We rowed up the curving River Medwæg to the burh at Hrofeceastre where I saw that the timber palisade atop the mighty earth bank was rotting like the one in Lundene, but a great heap of newly felled oak trunks suggested that someone here was ready to repair the defences. Finan and I went ashore at the wharf by the Roman bridge and walked to the bishop’s house beside the great church. The steward bowed to us and, when he heard my name, did not dare ask for my sword. Instead he took us to a comfortable room and had servants bring us ale and food.

Bishop Swithwulf and his wife arrived an hour later. The bishop was a worried-looking man, grey-haired, with a long face and twitching hands, while his wife was small and nervous. She must have bowed to me ten times before sitting. ‘What brings you here, lord?’ Swithwulf asked.

‘Curiosity,’ I said.

‘Curiosity?’

‘I’m wondering why the Danes are so quiet,’ I said.

‘God’s will,’ the bishop’s wife said timidly.

‘Because they’re planning something,’ Swithwulf said. ‘Never trust a Dane when he’s silent.’ He looked at his wife. ‘Don’t the cooks need your advice?’

‘The cooks? Oh!’ She stood, fluttered for a moment, then fled.

‘Why are the Danes quiet?’ Swithwulf asked me.

‘Sigurd’s ill,’ I suggested, ‘Cnut’s busy on his northern border.’

‘And Æthelwold?’

‘Getting drunk in Eoferwic,’ I said.

‘Alfred should have strangled him,’ Swithwulf growled.

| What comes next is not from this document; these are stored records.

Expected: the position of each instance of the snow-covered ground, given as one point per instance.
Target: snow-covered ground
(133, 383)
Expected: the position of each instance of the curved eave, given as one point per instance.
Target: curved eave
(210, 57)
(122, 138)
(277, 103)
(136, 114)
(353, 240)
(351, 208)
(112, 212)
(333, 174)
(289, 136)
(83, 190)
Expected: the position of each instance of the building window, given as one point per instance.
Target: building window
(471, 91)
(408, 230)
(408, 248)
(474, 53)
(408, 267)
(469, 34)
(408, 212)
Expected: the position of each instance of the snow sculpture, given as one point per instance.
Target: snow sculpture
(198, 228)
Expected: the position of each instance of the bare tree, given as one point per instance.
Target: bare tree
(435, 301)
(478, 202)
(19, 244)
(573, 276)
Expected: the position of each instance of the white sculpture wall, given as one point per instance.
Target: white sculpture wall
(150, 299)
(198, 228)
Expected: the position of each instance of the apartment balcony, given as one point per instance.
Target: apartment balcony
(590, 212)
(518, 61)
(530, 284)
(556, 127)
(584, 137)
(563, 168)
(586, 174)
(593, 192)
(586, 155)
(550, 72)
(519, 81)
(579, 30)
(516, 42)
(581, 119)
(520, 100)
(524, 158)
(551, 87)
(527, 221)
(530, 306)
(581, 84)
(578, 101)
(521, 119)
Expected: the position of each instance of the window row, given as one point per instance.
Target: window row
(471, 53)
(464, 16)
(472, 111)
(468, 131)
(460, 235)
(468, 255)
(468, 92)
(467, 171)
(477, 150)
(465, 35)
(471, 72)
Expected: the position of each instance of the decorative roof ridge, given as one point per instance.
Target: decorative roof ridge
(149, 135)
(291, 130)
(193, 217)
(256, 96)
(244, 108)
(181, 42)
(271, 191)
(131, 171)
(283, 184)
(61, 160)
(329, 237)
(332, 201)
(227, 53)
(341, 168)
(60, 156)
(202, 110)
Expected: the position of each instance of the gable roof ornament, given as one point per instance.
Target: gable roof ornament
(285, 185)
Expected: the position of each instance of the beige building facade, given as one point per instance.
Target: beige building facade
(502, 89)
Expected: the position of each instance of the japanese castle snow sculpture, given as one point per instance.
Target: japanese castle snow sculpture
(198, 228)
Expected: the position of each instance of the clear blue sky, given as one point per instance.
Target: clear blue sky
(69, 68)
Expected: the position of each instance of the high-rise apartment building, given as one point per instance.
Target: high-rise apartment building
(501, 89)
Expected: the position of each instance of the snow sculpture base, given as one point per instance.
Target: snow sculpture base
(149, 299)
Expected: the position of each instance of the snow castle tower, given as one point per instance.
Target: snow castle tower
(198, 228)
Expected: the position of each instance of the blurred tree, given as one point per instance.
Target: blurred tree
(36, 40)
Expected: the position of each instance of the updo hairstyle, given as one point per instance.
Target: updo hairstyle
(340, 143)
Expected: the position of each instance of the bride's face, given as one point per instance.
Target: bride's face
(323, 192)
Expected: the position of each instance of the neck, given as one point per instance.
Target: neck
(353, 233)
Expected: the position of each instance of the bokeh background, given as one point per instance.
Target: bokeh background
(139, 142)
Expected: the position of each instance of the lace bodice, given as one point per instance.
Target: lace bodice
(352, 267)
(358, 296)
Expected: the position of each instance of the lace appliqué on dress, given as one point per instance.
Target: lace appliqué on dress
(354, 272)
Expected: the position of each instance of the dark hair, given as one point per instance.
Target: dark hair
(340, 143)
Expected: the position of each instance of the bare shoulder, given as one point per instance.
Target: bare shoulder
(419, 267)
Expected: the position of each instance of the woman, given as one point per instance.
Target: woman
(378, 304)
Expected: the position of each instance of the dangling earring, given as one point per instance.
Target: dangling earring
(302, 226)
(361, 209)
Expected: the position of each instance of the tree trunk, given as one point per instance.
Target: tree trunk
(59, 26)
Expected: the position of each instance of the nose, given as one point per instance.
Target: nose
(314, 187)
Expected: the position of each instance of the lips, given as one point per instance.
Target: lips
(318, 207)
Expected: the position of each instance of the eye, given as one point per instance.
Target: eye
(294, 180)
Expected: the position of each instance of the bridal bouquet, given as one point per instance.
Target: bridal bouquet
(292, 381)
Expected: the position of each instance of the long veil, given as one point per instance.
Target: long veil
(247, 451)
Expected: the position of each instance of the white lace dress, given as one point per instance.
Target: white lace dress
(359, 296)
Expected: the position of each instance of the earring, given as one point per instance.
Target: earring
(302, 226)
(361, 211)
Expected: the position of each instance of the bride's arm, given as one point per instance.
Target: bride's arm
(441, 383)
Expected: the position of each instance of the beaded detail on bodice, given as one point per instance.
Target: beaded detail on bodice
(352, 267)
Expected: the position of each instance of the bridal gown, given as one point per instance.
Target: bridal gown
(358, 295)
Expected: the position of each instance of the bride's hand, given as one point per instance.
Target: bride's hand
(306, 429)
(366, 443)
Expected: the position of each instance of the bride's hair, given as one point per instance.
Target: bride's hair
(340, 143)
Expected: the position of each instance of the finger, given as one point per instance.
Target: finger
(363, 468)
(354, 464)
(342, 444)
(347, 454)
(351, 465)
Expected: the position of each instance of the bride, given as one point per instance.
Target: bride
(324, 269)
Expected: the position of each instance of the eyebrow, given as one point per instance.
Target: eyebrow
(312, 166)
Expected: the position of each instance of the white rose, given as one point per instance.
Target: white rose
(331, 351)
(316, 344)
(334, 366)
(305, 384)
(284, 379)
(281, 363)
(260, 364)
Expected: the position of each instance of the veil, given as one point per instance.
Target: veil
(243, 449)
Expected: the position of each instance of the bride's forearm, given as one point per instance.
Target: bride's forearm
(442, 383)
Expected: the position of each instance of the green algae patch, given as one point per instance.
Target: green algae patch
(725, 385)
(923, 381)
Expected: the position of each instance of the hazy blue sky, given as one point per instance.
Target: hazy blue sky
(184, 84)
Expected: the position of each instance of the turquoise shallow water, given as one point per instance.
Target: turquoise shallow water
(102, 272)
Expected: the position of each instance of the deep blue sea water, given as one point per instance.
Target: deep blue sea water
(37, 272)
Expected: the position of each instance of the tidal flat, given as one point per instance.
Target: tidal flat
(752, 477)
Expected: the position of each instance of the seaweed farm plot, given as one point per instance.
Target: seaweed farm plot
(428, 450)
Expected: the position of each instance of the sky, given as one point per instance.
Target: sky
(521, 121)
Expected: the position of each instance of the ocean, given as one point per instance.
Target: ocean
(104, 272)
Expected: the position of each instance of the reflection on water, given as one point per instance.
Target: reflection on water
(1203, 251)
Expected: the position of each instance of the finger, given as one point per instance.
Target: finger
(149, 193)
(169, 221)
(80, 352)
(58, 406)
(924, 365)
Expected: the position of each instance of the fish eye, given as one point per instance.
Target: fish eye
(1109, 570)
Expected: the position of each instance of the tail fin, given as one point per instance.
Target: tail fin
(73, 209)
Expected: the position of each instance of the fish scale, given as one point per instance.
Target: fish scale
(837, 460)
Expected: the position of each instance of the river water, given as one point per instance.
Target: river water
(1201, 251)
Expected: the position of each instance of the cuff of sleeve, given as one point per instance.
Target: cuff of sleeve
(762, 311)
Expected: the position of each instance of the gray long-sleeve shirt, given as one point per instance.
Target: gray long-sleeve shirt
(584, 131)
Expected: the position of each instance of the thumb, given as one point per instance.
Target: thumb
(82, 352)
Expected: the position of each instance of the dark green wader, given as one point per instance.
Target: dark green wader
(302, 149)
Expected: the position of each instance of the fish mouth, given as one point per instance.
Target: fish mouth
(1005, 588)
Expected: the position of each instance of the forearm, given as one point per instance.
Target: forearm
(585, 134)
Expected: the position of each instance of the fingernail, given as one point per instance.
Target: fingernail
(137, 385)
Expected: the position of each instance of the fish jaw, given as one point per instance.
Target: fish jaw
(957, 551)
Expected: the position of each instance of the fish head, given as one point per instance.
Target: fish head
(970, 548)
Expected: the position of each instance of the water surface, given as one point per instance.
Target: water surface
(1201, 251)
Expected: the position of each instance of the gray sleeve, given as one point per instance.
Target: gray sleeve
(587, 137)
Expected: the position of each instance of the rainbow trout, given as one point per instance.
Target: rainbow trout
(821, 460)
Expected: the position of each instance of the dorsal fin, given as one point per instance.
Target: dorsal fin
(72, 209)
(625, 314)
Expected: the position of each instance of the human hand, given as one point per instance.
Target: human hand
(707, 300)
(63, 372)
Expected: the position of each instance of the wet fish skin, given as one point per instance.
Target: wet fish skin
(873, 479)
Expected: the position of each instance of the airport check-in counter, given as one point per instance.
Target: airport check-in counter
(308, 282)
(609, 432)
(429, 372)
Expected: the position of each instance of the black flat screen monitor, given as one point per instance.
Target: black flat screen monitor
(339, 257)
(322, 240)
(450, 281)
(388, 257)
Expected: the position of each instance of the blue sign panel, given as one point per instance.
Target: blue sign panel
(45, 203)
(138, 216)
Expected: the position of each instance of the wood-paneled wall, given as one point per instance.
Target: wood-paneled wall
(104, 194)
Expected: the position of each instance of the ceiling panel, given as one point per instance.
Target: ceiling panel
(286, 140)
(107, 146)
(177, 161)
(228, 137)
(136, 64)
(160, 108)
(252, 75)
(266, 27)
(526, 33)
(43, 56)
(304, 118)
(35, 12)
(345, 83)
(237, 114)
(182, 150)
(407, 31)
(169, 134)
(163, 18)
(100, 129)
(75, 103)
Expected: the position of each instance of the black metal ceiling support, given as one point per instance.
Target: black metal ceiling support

I was warming to the bishop. ‘You’re not preaching peace like the rest?’ I asked.

‘Oh, I preach what I’m told to preach,’ he said, ‘but I’m also deepening the ditch and rebuilding the wall.’

‘And Ealdorman Sigelf?’ I asked. Sigelf was the ealdorman of Cent, the county’s military leader and its most prominent noble.

The bishop looked at me suspiciously. ‘What of him?’

‘He wants to be King of Cent, I hear.’

Swithwulf was taken aback by that statement. He frowned. ‘His son had that idea,’ he said cautiously, ‘I’m not sure if Sigelf thinks the same way.’

‘And Sigebriht was talking to the Danes,’ I said. Sigebriht, who had surrendered to me outside Sceaftesburi, was Sigelf’s son.

‘You know that?’

‘I know that,’ I said. The bishop sat silent. ‘What’s going on in Cent?’ I asked, and still he was silent. ‘You’re the bishop,’ I said, ‘you hear things from your priests. So tell me.’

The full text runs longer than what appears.